On March 22nd, the gallery will present new work by Los Angeles-based artist Jason Rhoades. The show is entitled "DEVIATIONS IN SPACE, VARIOUSVIRGINS". This will be the artist's second one-person exhibition at the gallery. Parallel to this show, Jason Rhoades' work can be seen at the Whitney Museum of American Art's Biennial exhibition, where he will exhibit his large-scale work entitled "Uno Momento, the Theatre in my Dick, A Look to the Physical/Ephemeral", first shown at the Kunsthalle Basel, Switzerland, in 1996.
"Deviations in Space" is a single, large work that will utilize the entire space of the gallery. Its central element is a Spaceball ô, a simple mechanical structure originally designed to create a sensation of suspended gravity through multi-directional rotation within a sphere. This Spaceball ô is surrounded by eleven brown boxes, each of a different size. The content of each of these boxes varies as do their functions within this installation. The primary image that this arrangement evokes is that of a universe. "Universal" may well be the most appropriate term to describe this work in its visual and conceptual complexity.
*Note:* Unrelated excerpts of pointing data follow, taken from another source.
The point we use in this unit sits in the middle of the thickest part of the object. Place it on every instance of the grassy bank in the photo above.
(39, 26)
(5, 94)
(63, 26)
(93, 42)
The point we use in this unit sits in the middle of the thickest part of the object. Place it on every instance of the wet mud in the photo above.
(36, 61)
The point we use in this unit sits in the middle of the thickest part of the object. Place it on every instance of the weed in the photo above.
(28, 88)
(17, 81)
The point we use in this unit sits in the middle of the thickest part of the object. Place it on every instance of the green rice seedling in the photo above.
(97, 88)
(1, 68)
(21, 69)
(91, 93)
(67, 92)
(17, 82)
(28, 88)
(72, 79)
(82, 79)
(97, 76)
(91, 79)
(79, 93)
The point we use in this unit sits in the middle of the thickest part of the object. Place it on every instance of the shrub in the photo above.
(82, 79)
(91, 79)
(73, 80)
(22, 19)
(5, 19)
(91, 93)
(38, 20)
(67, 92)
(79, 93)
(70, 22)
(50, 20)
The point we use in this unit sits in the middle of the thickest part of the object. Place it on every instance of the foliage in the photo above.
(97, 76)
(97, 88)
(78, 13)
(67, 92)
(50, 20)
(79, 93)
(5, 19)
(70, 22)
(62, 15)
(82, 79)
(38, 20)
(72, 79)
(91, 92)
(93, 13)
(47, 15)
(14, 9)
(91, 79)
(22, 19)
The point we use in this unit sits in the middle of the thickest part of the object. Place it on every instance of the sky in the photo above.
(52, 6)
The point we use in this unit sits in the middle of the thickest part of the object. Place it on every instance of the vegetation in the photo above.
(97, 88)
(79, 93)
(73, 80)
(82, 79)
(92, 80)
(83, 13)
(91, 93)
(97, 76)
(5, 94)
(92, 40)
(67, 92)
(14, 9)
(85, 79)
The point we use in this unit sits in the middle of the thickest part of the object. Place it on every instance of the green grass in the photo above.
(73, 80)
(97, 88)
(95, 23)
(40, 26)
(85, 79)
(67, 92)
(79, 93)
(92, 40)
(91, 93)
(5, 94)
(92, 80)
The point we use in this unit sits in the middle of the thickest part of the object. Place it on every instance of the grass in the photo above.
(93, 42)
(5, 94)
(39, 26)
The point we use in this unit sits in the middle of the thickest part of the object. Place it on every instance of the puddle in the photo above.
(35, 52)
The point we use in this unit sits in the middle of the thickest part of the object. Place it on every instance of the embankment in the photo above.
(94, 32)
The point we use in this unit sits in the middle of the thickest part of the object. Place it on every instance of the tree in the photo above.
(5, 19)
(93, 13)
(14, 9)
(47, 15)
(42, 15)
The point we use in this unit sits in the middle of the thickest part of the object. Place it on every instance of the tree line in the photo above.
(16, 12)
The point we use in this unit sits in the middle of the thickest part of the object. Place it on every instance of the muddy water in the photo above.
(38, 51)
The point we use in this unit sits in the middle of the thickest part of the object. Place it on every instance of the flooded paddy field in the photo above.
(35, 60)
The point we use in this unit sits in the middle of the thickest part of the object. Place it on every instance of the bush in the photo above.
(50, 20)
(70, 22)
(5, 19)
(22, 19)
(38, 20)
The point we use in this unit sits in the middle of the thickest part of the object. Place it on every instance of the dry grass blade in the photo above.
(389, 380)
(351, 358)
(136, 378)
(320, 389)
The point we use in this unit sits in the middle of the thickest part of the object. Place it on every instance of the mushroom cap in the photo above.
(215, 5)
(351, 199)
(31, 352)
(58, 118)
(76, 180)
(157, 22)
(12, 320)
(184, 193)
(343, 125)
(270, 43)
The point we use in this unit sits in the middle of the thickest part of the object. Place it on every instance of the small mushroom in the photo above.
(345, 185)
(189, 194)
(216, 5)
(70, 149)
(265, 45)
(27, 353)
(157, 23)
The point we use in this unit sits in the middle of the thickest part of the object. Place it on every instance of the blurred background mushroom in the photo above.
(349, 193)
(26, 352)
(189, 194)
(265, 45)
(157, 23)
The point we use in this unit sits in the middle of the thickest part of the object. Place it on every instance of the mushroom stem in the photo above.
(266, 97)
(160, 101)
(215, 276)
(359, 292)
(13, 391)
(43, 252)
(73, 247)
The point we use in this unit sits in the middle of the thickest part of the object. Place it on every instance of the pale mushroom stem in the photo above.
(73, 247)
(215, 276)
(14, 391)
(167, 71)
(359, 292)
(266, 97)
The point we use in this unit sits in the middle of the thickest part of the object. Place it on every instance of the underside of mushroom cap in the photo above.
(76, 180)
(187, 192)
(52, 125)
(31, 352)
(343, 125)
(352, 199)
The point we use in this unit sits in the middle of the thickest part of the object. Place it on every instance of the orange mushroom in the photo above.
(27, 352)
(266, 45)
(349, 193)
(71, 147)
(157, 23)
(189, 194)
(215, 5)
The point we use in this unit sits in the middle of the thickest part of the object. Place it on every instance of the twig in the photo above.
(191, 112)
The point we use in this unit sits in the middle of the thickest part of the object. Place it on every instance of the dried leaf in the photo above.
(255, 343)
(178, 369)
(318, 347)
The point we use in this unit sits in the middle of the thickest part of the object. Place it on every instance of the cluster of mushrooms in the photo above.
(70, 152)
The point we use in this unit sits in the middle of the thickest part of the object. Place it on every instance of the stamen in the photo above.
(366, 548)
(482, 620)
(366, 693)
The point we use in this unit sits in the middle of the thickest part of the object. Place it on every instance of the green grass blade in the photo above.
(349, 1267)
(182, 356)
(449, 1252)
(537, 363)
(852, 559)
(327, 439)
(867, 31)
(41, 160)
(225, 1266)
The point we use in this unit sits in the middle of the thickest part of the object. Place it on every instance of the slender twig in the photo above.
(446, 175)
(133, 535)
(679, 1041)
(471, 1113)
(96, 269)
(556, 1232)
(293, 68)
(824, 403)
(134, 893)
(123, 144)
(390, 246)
Rhoades utilizes sculptural elements, sound, video, and interactivity to complete this installation. Jason Rhoades' point of departure for this sculpture is the dynamic between the literalness of a store-bought, "real" object and its potential to become, within the context of the work of art, a vehicle to illustrate abstract and/or theoretical concepts. The use of abstract terms and concepts in everyday life and language, and the curious absence of clear definitions for these terms, informs parts of Rhoades' new work. Terms such as space, perspective, creativity, movement, and abstraction itself are being explored and illustrated by the artist via his own popular vernacular.
Based on the assumption that no experience is pure, but instead a composite of psychology and conditioning, Jason Rhoades creates sculpture that avoids being seen as a whole, both visually and intellectually. Instead the artist creates a labyrinth of information, in which the production of meaning jumps back and forth from the literal to the abstract, creating a multitude of associations along the way. The conceptual model for the complexity of this sculpture is that of the dialogue. In the dialogue, linear logic can give way to the notion of veering as ideas are being changed and developed. The ability to veer or better to deviate is essential to the creative process and fundamental for Jason Rhoades' work. The willingness to engage in a dialogue and the willingness to veer are also prerequisites to any understanding of his art.